A father’s multiple arrests and alcohol abuse issues necessitated removing his three children from his home and placing them with their maternal grandmother, the Court of Appeals of Indiana affirmed Tuesday.
According to court records father N.M. and mother J.C. have three children: B.M., C.M. and S.M.
In 2015, due to the mother’s incarceration, she and the father entered into an agreement that granted N.M. custody of the children.
After J.C.’s release in 2017, the father retained custody.
In 2022, the children were on spring break with N.M. in Florida.
Throughout the break, they called and texted their mother expressing apprehension over N.M.’s conduct, including him leaving them alone in a hotel room and not returning for a long time. In one call, they told their mother that they were “scared that their dad was driving with them drunk and he was swerving[.]”
N.M. was arrested and charged with operating while intoxicated as a third violation within 10 years.
The Florida Department of Child Services detained the children and placed them in foster care until the mother was able to travel to Florida to retrieve them.
The mother and the children returned to Indiana and lived with the children’s maternal grandmother for the next six months.
J.C. filed a request for an emergency change of custody, but before the court ruled on the request, she returned the children to N.M.’s care, at his insistence, after he was released on bail and had returned to Indiana.
In December 2022, the grandmother contacted Auburn Police Department Officer Jeffrey Arnett and requested that he accompany her to the father’s residence to check on the children.
Arnett informed N.M. that he was not going to leave until he confirmed that the children were safe. N.M. began yelling at the police so loud “that everyone in the neighborhood could hear.”
Ultimately, N.M. was detained so that the police could enter the residence to check on the children. He was later charged with resisting law enforcement and disorderly conduct.
On Jan. 12, the Indiana Department of Child Services filed a petition alleging that the children were CHINS because the father had multiple OWI convictions and had been charged with additional crimes in which he was under the influence of alcohol and the children were physically or emotionally impacted. The petition further alleged that the mother was unable to provide for the children’s needs.
The DeKalb Circuit Court held initial and detention hearings and ordered the children to be removed from their parents’ care. DCS placed the children with the grandmother.

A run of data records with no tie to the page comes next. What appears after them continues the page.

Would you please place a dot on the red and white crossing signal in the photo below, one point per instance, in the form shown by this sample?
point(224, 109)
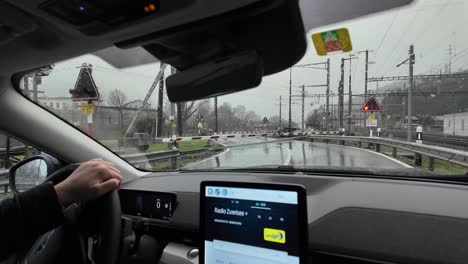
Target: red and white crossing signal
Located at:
point(85, 89)
point(371, 105)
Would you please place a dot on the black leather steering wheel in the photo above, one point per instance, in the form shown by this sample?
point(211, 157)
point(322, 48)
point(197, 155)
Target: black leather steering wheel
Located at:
point(96, 223)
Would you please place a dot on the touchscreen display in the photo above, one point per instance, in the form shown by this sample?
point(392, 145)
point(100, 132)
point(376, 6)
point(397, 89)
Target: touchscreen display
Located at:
point(249, 225)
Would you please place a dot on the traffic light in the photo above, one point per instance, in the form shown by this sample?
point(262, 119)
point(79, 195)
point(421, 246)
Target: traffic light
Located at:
point(85, 88)
point(371, 105)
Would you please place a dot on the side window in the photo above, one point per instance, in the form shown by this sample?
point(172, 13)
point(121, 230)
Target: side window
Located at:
point(28, 175)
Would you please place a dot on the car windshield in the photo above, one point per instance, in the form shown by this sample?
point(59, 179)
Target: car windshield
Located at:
point(313, 115)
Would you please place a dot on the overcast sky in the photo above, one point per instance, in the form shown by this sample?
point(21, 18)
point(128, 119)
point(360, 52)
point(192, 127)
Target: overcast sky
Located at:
point(431, 25)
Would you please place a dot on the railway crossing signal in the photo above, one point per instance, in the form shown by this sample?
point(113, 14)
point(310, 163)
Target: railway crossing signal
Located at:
point(85, 88)
point(371, 105)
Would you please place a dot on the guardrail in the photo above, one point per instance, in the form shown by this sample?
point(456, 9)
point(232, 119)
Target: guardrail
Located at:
point(4, 182)
point(432, 152)
point(457, 142)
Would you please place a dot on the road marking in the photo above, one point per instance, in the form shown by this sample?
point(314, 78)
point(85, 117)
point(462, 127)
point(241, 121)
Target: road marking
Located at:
point(383, 155)
point(288, 160)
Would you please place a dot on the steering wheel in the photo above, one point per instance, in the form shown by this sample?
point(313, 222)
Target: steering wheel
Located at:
point(96, 224)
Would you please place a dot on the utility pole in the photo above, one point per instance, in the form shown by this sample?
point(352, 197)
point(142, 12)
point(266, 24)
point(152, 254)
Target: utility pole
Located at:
point(411, 61)
point(327, 121)
point(404, 105)
point(410, 92)
point(366, 77)
point(173, 124)
point(281, 121)
point(350, 94)
point(303, 100)
point(450, 59)
point(160, 106)
point(216, 113)
point(340, 96)
point(290, 98)
point(36, 80)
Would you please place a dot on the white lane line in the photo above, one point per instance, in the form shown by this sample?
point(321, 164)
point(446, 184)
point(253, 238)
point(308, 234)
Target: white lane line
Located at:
point(207, 159)
point(288, 160)
point(382, 155)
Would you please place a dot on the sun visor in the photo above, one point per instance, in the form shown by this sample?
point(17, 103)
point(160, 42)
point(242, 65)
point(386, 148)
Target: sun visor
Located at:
point(125, 58)
point(318, 13)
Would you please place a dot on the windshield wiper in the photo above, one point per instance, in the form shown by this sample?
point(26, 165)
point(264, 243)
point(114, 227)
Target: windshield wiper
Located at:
point(403, 173)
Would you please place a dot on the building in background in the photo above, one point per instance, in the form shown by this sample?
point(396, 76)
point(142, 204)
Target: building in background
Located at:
point(456, 124)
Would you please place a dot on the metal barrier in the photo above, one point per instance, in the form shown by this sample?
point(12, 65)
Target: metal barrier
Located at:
point(4, 182)
point(433, 152)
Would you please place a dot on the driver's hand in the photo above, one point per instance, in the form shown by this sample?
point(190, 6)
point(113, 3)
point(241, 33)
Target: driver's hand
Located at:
point(89, 181)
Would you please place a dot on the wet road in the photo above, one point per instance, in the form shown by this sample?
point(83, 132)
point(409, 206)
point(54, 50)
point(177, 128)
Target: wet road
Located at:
point(295, 153)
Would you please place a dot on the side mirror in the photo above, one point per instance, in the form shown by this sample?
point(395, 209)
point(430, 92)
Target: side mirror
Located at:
point(31, 172)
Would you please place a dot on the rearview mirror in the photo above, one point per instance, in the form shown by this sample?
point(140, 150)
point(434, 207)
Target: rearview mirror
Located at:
point(30, 172)
point(230, 74)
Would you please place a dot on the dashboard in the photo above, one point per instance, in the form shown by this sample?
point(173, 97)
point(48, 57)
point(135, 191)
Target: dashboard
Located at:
point(349, 219)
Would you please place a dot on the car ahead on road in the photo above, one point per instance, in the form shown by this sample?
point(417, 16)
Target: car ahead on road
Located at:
point(79, 79)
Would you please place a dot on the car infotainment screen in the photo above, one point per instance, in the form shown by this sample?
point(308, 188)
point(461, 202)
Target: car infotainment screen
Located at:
point(244, 223)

N.M. asked the court to appoint an attorney based upon his indigency, and the court appointed Keven Likes.
On Feb. 15, the father sent the court a letter requesting appointment of a different attorney, asserting that Likes had not provided him with any documents or evidence from DCS and that he had no confidence that Likes had any interest in defending him.

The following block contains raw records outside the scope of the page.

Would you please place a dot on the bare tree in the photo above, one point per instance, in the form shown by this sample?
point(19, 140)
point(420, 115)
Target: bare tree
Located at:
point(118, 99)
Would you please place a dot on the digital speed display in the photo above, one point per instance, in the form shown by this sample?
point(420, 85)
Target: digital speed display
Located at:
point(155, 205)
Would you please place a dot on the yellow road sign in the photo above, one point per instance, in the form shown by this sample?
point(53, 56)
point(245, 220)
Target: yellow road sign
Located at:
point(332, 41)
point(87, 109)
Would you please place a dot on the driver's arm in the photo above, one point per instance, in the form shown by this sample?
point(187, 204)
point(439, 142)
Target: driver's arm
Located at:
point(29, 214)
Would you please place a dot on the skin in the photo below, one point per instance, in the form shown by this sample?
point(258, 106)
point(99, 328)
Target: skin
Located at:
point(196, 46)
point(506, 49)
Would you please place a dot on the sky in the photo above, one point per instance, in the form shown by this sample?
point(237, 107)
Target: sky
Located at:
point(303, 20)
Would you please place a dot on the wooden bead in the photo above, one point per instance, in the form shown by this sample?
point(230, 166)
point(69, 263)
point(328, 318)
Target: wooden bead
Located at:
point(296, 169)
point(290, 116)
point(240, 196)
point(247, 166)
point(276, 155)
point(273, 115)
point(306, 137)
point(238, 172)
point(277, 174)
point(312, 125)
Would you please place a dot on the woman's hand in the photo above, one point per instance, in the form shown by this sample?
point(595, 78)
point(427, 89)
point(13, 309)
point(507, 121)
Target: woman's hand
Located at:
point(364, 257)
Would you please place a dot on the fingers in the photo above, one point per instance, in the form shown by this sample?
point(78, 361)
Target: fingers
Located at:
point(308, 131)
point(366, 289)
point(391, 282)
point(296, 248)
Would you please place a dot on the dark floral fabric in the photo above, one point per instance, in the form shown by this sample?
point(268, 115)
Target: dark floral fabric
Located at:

Meanwhile on March 6, the trial court held a factfinding hearing.
At the beginning of the hearing, Likes informed the court that N.M. had said “he wasn’t interested in signing an agreement and he was interested in representing himself.” Likes moved to withdraw from the case, but the trial court denied the withdrawal motion.
On March 22, the trial court issued an order finding that the children were CHINS and that removal from the home environment was in their best interests. The court subsequently issued a dispositional order for the children to remain outside the home and for father to contact the family case manager every week.
N.M. appealed, arguing that by denying Likes’ motion to withdraw, the trial court denied the father the right to represent himself. He also argued that there was insufficient evidence to sustain the CHINS adjudications.
The Court of Appeals affirmed in full, with Judge Terry Crone writing.
With regard to N.M.’s asserting the right to self-representation, Crone wrote that the appellate court was unpersuaded that a party in a CHINS case is entitled to greater protections than a defendant in a criminal case.
“Thus, we decline to conclude that where, as here, a request for self-representation is made on the morning of the hearing, the trial court has a duty to make inquiries before ruling on a motion to withdraw,” Crone wrote.
The appellate court was also unpersuaded that the trial court’s denial of counsel’s motion to withdraw was clearly against the logic and effect of the facts and circumstances before it.
As for his sufficiency argument, N.M. contended that he would willingly leave the children in the grandmother’s care while he is incarcerated, but Crone noted there is nothing to prevent the mother from removing the children from the grandmother’s care because the grandmother does not have legal custody.
DCS also recommended that the children each have counseling, and as a result, counseling sessions had been scheduled.
“Although Father testified that he had taken the Children to counseling on his own in 2020 or 2021, neither Father nor Mother currently has the ability to take the Children to counseling,” Crone wrote. “Father contends that Grandmother would take the Children to counseling, but there is no evidence that Grandmother would arrange for counseling independent of the counseling sessions scheduled through DCS.”
Judges Patricia Riley and Paul Mathias concurred in In the Matter of B.M., C.M., and S.M. (Minor Children), Children in Need of Services, and N.M. (Father) v. Indiana Department of Child Services, 23A-JC-1285.